Dejaron de quererme y me fui deteriorando, un poco triste y un mucho
abandonado.
Con
el tiempo dejé de ser molino para convertirme en historia, y me gustó. Venían a veces visitantes y comentaban y
contaban y decían, sobre todo a los más pequeños, lo que fui, la utilidad y el
servicio que presté cuando joven y necesario, y me sentía orgulloso al
escucharlo. También sabía que con otros
compañeros de lugares cercanos figuraba en libros famosos de historias
caballerescas y en famosas batallas. Fui con ellos parte principal en las
contiendas y también me sentí orgulloso
por ello. Había sido parte activa de mi
pueblo, había inspirado a poetas, junto
a mis compañeros que en la vasta llanura formaban conmigo un ejército laborioso
y silencioso. Me sentí satisfecho y tranquilo,
quería seguir contemplando mi Belmonte, el sol sobre él y la luna nochera
iluminándole.
Hoy
he sentido una angustia desconocida, un dolor llega a mi alma de molino; no es
el abandono, no es el olvido, yo ya me había acostumbrado a mi soledad y,
tranquilo, contemplaba la inmutable planicie que desde mi pequeño alcor domino,
el pueblo que conozco casa a casa, el castillo señorial e imponente. Gozo los
cambios de clima, calor, frío, lluvia y hasta, alguna vez, la nieve purísima
que convertía a mi pueblo en un pequeño Belén. Hoy, un grupo de hombres o de
niños, no los veía bien, han subido
hasta mi pequeña atalaya y me han prendido fuego. Las llamas han
comenzado a ascender dentro de mi cuerpo, mis brazos carbonizados ya no
podrán moverse con la caricia de los vientos, se han convertido
en ceniza.
He
visto a los héroes correr ladera abajo, orgullosos y temerosos por la hazaña
realizada. Nunca sabrán en el pueblo
quiénes fueron; el pueblo, mi pueblo, Belmonte, avergonzado, calla y consiente.
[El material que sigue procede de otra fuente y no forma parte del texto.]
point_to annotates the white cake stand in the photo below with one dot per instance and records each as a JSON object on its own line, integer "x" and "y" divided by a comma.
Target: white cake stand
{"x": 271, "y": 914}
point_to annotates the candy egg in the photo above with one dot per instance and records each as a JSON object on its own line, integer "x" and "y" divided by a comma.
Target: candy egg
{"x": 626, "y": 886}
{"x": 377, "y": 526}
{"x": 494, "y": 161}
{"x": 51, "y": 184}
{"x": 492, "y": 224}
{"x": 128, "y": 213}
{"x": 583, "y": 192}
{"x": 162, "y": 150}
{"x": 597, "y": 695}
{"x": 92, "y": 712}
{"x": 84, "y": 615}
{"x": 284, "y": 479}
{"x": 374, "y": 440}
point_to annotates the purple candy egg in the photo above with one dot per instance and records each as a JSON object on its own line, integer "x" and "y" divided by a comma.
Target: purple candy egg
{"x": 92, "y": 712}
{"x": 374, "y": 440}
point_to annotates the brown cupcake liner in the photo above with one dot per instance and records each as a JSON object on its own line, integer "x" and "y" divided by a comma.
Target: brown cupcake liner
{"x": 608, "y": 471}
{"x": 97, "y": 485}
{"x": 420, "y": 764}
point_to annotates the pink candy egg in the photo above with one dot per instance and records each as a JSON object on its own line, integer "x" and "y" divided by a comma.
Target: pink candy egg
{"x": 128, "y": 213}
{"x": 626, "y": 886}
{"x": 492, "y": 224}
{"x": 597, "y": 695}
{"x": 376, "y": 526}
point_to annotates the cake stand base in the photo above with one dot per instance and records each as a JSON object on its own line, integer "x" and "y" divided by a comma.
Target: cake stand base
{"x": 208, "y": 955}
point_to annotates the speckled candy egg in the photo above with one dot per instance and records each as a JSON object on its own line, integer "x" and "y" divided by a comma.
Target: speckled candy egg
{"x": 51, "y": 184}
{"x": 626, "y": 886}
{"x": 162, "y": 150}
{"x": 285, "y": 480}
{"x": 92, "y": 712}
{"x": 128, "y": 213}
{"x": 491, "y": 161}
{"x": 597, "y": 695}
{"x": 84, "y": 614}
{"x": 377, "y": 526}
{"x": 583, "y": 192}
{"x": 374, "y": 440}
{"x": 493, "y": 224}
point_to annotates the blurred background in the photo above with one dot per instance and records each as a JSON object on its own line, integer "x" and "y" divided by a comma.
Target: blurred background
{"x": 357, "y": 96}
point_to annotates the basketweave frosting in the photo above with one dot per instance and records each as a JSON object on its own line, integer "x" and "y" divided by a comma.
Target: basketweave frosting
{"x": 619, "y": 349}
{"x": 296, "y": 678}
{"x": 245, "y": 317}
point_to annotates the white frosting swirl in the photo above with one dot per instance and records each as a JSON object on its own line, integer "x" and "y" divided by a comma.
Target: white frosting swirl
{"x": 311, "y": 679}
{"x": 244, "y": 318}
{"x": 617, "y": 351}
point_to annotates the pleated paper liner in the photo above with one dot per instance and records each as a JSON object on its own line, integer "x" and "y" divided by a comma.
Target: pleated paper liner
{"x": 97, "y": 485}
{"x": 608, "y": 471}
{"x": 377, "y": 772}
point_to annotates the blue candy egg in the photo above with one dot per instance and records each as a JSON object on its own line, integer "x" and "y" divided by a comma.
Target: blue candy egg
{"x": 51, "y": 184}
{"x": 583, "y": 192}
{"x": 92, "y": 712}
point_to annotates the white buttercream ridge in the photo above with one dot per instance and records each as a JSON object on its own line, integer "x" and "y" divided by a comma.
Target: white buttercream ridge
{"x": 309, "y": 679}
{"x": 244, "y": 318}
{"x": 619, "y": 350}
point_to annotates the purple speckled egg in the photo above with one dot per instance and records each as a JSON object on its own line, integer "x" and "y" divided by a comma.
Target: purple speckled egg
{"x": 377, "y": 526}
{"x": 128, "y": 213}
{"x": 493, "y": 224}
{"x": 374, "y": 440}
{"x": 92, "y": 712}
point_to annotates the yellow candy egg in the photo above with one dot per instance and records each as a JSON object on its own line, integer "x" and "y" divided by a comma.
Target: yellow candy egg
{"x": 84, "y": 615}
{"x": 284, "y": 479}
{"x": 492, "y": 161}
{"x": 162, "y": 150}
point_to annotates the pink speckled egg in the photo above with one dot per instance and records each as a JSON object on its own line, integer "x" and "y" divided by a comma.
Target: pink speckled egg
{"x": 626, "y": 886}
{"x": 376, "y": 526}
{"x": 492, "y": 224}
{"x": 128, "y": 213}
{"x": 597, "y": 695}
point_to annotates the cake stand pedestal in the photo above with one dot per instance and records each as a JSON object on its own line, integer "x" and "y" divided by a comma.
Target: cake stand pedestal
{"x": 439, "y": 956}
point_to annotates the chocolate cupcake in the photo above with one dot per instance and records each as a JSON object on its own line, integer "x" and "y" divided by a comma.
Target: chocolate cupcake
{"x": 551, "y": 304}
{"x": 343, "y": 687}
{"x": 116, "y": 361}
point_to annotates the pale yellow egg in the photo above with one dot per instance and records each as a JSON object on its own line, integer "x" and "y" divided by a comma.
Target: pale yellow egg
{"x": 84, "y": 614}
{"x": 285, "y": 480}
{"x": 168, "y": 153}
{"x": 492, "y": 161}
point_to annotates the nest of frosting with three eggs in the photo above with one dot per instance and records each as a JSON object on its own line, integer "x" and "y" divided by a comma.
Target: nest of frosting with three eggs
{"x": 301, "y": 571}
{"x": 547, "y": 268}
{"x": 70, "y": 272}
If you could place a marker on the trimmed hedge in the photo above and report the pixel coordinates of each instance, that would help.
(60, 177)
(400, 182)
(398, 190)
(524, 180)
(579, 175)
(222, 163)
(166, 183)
Siento nublarse mi vista, no veo a mi Belmonte con claridad, se me apagan los
ojos, se rompen mis brazos, se difuminan
los campos, se mezclan los inciertos colores de la campiña. Lentamente me fatigo, me ahoga el humo, me envuelve,
y estoy a punto de perder el sentido.
Por
la cuesta avanza un borrico, cargado con dos costales, haciendo camino, se acerca y mis aspas comienzan a girar a punto para la
molienda. Una niebla espesa oscurece
Belmonte, quiero abrirme paso entre ella, no puedo, no veo. A lo lejos de
pronto me siento libre, liviano, airoso,
libre con otros compañeros, compartiendo el cielo de los molinos.
Un
muñón se eleva solitario, una página se ha escrito, y no gloriosa, en la
pequeña historia del pueblo que otrora floreció con hombres insignes. No sois vosotros herederos de ellos, sois los
infelices que no habéis sabido gozar de la historia ni de vuestra pequeña
historia y estáis condenados a guardar por siempre el oprobio que produce la
infamia.
Tomás Valverde
3 comentarios:
Que talento para escribir, admiracion y envidia sana es lo que siento. Mis felicitaciones a tan brillante exposicion, y que belleza de molinos.
No puedo dejar de comentar este artículo que me llena de nostalgia, fue escrito por mi marido.......y ahora yo vivo en este lugar de la Mancha.......Mil gracias, abuelas extremas, por haberlo publicado y que sigan los éxitos. Techi
Me parece precioso. Expresa perfectamente lo que le pasa al molino. Lo sientes y lo vives. Además es algo que está pasando con muchas otra cosas en este mundo de hoy.